Two different particle sizes are obtained:
- approximately 320 mg of coated grains of> 400 and <630 microns and,
- approximately 200 mg of coated grains of> 315 and <400 microns.

 It is observed that the first fraction has a coating of approximately 100 microns of collagen.

 The collagen layer of the second fraction is much thinner, around 400 microns.

 The emboli thus obtained are packaged in containers, sterilized by radiation or with ethylene oxide, and ready for use.

 The practitioner suspends these emboli in physiological saline and injects them through a catheter for embolization.

EXAMPLE 2
100 mg of PE grains with a particle size of 100-200 microns, crushed by a cryogenic mill are crushed in a biomaterial adhesive consisting of PVC without plasticizer, dissolved in cyclohexanone at approximately 20%.

 Then, one coats with collagen and one proceeds as in Example 1: one dries, crushes, sieves and one obtains grains of PE coated, of a diameter of approximately 250-300 microns.

EXAMPLE 3
Polyamide (PA-6) beads with a diameter of 0.8 mm are treated with 80% formic acid for 6 minutes. Decanted, coated with collagen powder, washed, dried, crushed, sieved. PA beads coated with collagen are thus obtained with a diameter of 0.9 to 1.0 mm.

EXAMPLE 4
200 mg of polypropylene beads with a diameter of 0.6 mm are kneaded in a dimethylacetamide adhesive containing approximately 6% of polyvinylidene fluoride. 100 mg of powdered oxycellulose is added as used for hemostatic dressings. It is triturated, dried, crushed, sieved and we obtain polypropylene grains coated with oxycellulose with a particle size of 630 to 800 microns.
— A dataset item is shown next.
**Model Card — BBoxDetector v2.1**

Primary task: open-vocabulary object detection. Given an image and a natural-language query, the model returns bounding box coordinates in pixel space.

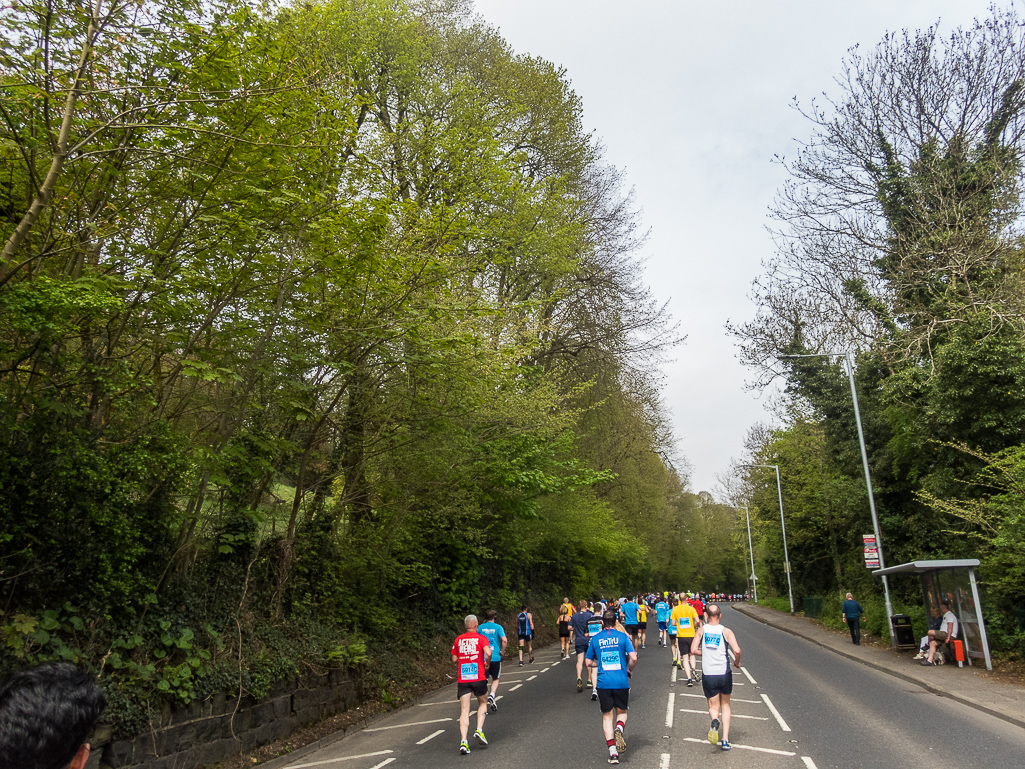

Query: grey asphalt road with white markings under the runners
[272,610,1025,769]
 The coating layer is hydrophilic and, moreover, it has thrombogenic properties.

Claims (10)

 1. Particulate product comprising a particulate support made of biomaterial, not absorbable in biological fluids, coated with at least one hemostatic or thrombogenic material.  2. Product according to claim I, characterized in that the support is chosen from the following polymers: polypropylene, polyethylene, polyamide, silicone, fluorinated polymers, such as polyvinylidene fluoride, polyurethane, polyester, unplasticized polyvinyl chloride , alone, as a mixture or as copolymers.  3. Product according to one of claims 1 or 2, characterized in that its particle size is from 50 pm to 1200 pm approximately, in particular from 300 to 700 pm approximately.  4. Product according to any one of claims 1 to 3, characterized in that the support particles are of generally spherical shape.  5. Product according to any one of claims 1 to 4, characterized in that the hemostatic or thrombogenic material is of the type generally used in hemostatic dressings, in particular collagen, such as bovine collagen, oxycellulose , modified celluloses or gelatin.  6. Product according to any one of claims 1 to 5, characterized in that it comprises polyvinylidene fluoride (PVDF) particles coated with bovine collagen.  7. Product according to any one of claims 1 to 6, characterized in that the thickness of the coating material is greater than 5 micrometers, in particular about 50 to 150 micrometers.  8. Method for obtaining the product according to any one of claims 1 to 7, characterized in that the surface of the particles is partially dissolved in non-absorbable biomaterial and the hemostatic-thrombogenic material is coated, which is then used as a finely ground powder.  9. A method for obtaining the product according to any one of claims 1 to 7, characterized in that an adhesive or adhesion agent in biomaterial is used to fix the coating on the support particles, for example a polyvinylidene fluoride (PVDF) adhesive dissolved in dimethylacetamide (DMA) or polyvinyl chloride (PVC) dissolved in cyclohexanone to coat polyethylene (PE) beads.  10. Application of the particulate product according to any one of claims 1 to 7 as an embolus for the embolization of vessels in medicine, surgery or radiology.